Saturday, June 24, 2023

A study in misplaced scientific flair

A senior and junior scientist are looking at a colorful painting on the lab wall. "What is it?," asks the older one. "You said to do an abstract," answers the young one.

It's the most-read part of scientific articles. Abstracts are supposed to give you a quick impression of research results. But while they may be small, they're crammed with traps. Hype in scientific articles seems to be escalating, and abstracts – those little study blurbs – tend to be the hypey-est part.

Of course, sometimes scientists have already gotten creative with a biased title for the article – bonus "points" for getting in first even earlier, with the study name or its acronym. (More on the acronymania menace here at Statistically Funny.)

What does this mean for us as readers? It means we can't be sure about the real takeaway messages from a study based on the abstract alone. Which, frankly, sucks. 
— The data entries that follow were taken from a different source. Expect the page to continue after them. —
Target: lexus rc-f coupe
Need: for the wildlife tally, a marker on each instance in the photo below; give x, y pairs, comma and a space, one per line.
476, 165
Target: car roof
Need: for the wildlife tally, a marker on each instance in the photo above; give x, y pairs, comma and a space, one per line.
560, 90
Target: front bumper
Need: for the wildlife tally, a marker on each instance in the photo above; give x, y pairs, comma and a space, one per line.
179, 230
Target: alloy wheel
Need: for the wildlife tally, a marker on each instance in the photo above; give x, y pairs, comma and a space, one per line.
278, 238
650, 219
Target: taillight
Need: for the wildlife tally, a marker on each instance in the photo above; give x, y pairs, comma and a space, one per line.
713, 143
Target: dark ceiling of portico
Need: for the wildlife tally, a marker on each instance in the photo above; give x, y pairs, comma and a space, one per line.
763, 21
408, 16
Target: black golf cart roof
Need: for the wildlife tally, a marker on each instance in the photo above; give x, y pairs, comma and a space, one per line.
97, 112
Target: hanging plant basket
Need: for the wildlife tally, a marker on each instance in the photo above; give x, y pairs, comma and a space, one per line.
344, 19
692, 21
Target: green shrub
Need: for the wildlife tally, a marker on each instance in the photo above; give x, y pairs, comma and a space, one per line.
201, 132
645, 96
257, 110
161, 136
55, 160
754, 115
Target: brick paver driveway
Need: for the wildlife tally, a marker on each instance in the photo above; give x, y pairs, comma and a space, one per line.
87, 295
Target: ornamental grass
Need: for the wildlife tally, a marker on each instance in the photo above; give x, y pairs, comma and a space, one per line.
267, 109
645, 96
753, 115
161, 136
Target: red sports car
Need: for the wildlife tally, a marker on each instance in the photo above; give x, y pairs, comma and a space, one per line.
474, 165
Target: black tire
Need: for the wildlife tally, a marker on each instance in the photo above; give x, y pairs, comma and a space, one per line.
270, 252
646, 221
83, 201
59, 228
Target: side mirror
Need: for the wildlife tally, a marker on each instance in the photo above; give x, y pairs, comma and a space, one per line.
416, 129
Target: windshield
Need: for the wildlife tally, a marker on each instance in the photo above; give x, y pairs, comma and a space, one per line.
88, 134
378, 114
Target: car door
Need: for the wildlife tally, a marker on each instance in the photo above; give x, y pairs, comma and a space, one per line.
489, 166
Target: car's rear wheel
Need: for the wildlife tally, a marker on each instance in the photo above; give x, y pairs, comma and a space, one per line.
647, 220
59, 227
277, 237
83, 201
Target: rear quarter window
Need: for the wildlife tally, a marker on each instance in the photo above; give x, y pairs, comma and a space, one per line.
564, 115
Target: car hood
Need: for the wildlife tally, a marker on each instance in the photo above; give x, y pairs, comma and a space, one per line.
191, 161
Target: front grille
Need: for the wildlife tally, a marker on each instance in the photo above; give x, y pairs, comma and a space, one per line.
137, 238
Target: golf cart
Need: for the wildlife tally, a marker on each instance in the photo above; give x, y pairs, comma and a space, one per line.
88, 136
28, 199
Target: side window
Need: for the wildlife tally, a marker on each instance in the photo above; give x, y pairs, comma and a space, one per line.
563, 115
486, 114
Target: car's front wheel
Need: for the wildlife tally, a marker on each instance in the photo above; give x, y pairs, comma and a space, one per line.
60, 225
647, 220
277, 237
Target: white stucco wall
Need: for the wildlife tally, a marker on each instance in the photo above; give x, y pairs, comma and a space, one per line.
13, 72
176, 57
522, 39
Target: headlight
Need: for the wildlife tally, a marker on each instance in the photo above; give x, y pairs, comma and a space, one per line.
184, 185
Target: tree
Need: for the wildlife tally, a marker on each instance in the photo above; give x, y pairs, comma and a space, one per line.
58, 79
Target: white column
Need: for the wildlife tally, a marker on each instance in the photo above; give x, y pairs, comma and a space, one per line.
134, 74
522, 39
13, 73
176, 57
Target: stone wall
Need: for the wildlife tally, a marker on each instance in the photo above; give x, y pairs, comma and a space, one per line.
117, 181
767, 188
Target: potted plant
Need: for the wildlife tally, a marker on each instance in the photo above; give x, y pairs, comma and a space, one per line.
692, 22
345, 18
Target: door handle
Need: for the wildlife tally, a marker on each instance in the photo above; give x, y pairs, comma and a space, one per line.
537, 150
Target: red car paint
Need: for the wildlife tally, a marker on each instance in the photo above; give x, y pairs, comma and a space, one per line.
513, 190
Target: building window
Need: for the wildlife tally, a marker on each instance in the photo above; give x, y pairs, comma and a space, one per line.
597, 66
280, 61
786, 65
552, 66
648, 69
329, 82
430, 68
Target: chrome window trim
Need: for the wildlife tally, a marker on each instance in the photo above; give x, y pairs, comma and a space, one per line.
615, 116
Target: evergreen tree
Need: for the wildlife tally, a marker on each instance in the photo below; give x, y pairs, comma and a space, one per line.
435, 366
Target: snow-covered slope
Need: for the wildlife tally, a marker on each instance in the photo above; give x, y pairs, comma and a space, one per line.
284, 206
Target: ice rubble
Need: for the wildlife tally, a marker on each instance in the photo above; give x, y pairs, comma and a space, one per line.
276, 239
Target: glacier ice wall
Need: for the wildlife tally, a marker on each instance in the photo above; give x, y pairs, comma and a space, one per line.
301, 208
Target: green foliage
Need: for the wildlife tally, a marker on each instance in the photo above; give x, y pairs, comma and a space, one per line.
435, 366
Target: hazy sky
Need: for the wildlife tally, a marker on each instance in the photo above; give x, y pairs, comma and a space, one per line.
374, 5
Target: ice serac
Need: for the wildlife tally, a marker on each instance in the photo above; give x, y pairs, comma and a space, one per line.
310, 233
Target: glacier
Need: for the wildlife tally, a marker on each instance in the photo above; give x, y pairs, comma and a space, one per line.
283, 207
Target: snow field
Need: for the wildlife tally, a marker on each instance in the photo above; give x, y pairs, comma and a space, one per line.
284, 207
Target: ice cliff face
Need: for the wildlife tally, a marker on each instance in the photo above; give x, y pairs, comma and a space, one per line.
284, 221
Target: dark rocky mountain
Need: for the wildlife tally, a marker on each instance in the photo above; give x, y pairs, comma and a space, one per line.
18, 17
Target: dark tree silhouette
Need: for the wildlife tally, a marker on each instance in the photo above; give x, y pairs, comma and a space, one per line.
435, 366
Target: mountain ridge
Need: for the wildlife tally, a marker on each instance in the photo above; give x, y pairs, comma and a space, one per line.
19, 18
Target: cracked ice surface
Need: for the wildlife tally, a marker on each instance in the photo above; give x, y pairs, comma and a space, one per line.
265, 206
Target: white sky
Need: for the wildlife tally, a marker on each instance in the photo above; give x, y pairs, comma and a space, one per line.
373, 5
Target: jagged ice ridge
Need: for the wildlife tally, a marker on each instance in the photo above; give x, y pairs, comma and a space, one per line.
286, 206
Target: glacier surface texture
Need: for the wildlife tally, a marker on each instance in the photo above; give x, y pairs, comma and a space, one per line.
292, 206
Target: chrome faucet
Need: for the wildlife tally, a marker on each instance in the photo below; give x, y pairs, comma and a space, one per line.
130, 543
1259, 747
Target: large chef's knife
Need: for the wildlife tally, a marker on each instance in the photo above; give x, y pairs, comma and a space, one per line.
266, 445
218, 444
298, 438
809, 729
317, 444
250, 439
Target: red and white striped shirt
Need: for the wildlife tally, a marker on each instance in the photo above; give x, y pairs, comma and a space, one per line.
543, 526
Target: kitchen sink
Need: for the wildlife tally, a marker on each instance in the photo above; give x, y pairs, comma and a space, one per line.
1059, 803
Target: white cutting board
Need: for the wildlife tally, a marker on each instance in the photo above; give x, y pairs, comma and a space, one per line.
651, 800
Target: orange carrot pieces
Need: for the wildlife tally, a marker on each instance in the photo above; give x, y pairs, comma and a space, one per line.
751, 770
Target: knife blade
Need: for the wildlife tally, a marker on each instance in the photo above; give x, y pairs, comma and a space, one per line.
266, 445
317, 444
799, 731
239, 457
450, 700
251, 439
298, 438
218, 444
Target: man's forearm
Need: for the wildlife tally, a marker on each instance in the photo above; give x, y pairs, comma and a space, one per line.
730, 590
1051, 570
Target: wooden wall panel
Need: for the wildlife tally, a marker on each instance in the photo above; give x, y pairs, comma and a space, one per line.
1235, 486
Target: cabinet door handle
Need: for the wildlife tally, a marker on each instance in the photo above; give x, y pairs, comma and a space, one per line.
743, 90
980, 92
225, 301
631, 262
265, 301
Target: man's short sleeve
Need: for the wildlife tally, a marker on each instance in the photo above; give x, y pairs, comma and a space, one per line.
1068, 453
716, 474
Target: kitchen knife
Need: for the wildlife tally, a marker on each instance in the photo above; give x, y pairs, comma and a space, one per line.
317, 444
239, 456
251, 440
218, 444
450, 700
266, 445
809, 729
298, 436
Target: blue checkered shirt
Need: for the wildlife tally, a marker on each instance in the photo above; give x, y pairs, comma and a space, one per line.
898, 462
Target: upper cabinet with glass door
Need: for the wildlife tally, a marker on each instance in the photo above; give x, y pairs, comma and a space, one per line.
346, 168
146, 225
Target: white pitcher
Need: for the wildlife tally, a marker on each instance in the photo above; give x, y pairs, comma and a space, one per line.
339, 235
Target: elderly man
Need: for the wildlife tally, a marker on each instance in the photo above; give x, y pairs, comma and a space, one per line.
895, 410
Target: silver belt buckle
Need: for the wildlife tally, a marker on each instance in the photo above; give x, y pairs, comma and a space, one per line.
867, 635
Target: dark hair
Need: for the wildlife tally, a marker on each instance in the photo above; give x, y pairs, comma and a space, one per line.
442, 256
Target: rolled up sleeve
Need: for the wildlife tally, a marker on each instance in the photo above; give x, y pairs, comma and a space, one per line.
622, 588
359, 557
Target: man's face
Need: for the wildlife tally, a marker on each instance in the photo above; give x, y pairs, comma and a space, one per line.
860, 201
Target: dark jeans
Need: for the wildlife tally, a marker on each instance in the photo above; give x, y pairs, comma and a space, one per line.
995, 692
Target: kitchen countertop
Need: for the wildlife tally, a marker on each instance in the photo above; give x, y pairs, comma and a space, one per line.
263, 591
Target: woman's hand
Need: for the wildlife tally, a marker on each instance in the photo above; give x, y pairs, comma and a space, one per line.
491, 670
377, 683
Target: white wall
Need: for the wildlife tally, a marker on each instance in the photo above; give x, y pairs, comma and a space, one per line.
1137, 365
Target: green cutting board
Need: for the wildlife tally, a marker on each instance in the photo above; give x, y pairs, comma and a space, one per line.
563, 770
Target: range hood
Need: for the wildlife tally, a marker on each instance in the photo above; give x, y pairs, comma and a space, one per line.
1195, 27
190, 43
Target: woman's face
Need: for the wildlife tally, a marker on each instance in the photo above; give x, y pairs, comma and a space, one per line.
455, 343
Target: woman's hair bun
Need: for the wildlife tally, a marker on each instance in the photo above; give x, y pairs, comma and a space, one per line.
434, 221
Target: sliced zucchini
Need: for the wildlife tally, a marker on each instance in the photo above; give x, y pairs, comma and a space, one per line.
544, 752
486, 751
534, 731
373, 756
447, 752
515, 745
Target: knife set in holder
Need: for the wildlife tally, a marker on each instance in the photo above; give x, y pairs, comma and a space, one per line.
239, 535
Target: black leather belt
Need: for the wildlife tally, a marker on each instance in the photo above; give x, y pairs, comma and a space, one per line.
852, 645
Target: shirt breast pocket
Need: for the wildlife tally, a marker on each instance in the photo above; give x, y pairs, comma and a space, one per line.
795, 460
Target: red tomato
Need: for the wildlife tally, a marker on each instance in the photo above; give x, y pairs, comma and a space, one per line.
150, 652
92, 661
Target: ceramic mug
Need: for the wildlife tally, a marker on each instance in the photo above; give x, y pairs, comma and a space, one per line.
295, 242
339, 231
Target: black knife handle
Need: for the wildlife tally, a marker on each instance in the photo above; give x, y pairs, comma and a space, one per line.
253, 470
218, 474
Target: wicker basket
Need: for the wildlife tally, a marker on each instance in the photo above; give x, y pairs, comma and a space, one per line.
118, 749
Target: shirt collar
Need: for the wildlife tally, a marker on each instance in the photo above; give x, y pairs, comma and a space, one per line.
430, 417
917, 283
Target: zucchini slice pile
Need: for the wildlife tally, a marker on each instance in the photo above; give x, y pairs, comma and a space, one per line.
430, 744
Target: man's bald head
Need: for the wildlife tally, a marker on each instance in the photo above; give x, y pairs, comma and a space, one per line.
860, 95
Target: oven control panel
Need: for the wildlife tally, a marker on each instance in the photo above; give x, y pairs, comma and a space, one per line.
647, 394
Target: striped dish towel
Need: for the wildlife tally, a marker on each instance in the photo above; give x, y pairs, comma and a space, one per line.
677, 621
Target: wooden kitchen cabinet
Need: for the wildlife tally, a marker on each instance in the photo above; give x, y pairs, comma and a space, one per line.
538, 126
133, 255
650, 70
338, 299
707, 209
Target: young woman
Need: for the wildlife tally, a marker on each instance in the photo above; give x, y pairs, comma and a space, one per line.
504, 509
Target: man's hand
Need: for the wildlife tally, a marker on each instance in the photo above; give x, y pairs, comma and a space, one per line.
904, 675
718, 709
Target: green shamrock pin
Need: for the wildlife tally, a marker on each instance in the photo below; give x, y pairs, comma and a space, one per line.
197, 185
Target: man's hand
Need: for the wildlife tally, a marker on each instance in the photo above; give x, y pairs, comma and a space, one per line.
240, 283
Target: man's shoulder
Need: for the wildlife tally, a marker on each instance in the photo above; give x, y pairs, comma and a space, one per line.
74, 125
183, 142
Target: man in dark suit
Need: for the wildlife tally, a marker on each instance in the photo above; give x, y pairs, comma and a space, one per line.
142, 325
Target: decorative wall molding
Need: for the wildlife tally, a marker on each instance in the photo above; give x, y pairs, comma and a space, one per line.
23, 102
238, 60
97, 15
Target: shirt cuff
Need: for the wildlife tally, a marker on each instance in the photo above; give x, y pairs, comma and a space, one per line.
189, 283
There's some good news at least: There's some serious research into the problem. And there are some telltale signs. I reckon you have to keep a sharp eye out for adjectives and adverbs – that's where things often take a spicy turn.

In May 2023, Olivier Corneille and colleagues published a list of 22 persuasive communication devices to watch out for in academic papers. Gulp! There's a summary of the list in table 1.

On the plus side, today's hype words mightn't work for long, thanks to "semantic bleaching". That's when overuse of hyperbole "'bleaches' out the stronger meaning of the word." Though I guess there will always be new buzz words to take their place. Sigh!


Disclosure: I'm a co-author of the 2013 PRISMA reporting guidelines for abstracts of systematic reviews. I have unfortunately contributed to the huge pile of conference abstracts that have never been followed by published papers, including a couple that evaluated the quality of abstracts (1998a, 1998b).